D 29 juillet 2015     H 05:27     A     C 0 messages


Le Centre africain pour la biodiversité (Cab) publie un nouveau rapport intitulé « Les industries semencières et des Ogm convoitent les marchés lucratifs des semences de niébé : L’économie politique du niébé au Nigeria, au Burkina Faso, au Ghana et au Malawi ». Le rapport montre qu’un vif intérêt existe de la part de l’industrie semencière pour la commercialisation de la production et de la distribution de semences de niébé en Afrique de l’Ouest, où un marché régional très lucratif de semences de niébé est en voie d’émergence.

Le niébé, une des cultures les plus anciennes connues de l’humanité, originaire de l’Afrique, constitue la première source d’alimentation pour des millions d’Africains pendant la période de soudure, avant que les céréales n’arrivent à maturité.

Le rapport démontre que la poussée en faveur du niébé Bt au Burkina Faso, au Nigeria et au Ghana coïncide avec le même vif intérêt des sociétés semencières multinationales et locales pour la production de semences de base et de semences certifiées en Afrique de l’Ouest.

LA COMMERCIALISATION DE LA PRODUCTION DES SEMENCES

Selon Mariam Mayet du Cab, « on assiste à une poussée du secteur privé, soutenue par l’agence des États-Unis pour le développement international (Usaid) et la Nouvelle alliance du G8 pour la sécurité alimentaire et la nutrition, qui vise à harmoniser des lois semencières et les droits de propriété intellectuelle et qui repose sur les principes édictés par l’Union Internationale pour la protection des obtentions végétales (Upov) 1991. Cette poussée a pour ambition de créer des marchés régionaux pour des cultures qui n’atteindraient pas des économies d’échelle justifiant les investissements du secteur privé.
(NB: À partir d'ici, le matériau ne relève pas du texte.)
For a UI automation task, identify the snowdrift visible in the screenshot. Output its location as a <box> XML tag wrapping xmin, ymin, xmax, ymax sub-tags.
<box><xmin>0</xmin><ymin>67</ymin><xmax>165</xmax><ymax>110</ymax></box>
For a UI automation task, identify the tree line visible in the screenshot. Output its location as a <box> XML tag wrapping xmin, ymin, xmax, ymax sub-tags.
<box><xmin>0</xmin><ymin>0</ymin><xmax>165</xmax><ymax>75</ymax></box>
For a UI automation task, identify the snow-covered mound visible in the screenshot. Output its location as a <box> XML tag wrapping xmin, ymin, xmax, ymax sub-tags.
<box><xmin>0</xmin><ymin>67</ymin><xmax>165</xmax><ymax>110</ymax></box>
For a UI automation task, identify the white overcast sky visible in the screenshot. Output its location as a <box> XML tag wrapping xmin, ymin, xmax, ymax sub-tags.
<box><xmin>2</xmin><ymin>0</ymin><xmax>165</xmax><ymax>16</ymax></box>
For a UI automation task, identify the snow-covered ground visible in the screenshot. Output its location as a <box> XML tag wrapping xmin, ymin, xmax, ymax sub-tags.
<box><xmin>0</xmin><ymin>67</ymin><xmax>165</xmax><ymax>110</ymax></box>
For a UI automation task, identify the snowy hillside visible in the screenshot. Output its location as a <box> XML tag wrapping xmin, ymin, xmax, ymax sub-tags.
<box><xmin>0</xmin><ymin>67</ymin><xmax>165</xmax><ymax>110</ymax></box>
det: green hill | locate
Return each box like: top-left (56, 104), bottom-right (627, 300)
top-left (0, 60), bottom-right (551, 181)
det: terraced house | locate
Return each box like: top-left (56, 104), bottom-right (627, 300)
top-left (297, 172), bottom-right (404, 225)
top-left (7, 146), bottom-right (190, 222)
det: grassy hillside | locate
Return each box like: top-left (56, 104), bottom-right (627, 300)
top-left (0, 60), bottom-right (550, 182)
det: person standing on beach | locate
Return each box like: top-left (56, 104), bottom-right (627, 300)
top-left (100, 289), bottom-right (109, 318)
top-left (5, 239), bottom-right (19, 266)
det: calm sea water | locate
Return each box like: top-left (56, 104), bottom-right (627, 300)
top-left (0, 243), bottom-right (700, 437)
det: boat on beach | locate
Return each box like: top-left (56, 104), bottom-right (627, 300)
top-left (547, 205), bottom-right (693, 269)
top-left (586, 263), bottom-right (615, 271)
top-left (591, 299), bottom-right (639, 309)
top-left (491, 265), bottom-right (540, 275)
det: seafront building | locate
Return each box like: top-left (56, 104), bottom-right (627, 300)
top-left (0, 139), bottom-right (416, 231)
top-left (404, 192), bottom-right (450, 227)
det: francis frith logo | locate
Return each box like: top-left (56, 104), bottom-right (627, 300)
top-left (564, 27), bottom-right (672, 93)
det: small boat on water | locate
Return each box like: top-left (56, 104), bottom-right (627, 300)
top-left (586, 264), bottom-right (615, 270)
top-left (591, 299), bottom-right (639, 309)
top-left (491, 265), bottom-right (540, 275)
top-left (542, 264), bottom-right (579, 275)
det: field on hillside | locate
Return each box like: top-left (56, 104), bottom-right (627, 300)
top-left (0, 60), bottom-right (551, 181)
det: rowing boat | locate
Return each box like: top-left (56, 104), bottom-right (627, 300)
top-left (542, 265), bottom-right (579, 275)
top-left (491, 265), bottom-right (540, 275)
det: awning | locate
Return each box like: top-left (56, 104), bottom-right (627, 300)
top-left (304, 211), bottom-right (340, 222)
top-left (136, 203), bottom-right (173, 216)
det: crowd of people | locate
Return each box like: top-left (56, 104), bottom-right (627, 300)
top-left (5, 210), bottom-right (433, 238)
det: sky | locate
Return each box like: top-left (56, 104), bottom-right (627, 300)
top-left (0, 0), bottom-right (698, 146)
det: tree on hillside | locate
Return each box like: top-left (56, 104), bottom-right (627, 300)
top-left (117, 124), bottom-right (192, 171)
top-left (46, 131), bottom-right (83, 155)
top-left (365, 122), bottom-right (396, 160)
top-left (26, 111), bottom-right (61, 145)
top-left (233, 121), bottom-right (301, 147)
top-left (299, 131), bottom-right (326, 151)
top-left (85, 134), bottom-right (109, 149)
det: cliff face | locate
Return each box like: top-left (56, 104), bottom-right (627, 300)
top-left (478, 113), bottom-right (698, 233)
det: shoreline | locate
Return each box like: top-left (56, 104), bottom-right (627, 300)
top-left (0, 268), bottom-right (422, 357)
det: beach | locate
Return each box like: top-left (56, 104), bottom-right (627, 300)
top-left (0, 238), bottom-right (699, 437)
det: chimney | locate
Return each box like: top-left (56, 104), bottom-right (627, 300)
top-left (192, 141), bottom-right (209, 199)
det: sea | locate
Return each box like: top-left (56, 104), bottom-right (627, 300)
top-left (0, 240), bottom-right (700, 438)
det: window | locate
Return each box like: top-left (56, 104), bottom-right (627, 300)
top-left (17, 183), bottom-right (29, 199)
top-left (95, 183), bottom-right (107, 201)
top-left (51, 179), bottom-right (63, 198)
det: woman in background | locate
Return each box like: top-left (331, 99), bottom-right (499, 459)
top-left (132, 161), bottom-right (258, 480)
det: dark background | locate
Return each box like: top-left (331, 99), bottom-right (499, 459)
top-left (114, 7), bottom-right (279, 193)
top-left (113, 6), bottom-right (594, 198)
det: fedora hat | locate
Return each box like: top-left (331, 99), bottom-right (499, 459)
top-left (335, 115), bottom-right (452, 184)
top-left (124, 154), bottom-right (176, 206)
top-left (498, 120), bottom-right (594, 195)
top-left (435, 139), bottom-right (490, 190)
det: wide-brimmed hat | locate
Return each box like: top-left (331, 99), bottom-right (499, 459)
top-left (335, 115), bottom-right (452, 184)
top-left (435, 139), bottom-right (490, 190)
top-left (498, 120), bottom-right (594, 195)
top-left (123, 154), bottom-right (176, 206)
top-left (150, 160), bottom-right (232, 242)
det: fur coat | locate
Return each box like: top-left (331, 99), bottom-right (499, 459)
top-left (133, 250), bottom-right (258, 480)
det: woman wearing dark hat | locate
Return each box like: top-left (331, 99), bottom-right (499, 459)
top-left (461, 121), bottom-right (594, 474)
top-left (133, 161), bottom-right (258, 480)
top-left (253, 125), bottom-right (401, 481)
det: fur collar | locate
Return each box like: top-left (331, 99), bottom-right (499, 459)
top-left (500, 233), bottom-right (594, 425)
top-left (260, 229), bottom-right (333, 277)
L’investissement du secteur privé dans les marchés de semences régionaux repose sur des variétés pouvant être homologuées sur des listes régionales, ce qui rendra ces mêmes variétés immédiatement disponibles au niveau national, sans autres formes de tests. C’est dans ce contexte que l’on doit interpréter la poussée pour une harmonisation des lois semencières aux niveaux régionaux. »

Selon le Cab, le danger de la commercialisation de la production des semences repose sur le fait qu’elle va de paire avec l’exclusion des petits exploitants des systèmes de production et de distribution des semences, des processus vitaux qui sont pourtant essentiels à l’agriculture africaine. Le rôle des exploitants sera relégué de celui de participants actifs à la chaîne de valeur du niébé à celui de seuls consommateurs de semences certifiées, qui sont coûteuses et produites ailleurs.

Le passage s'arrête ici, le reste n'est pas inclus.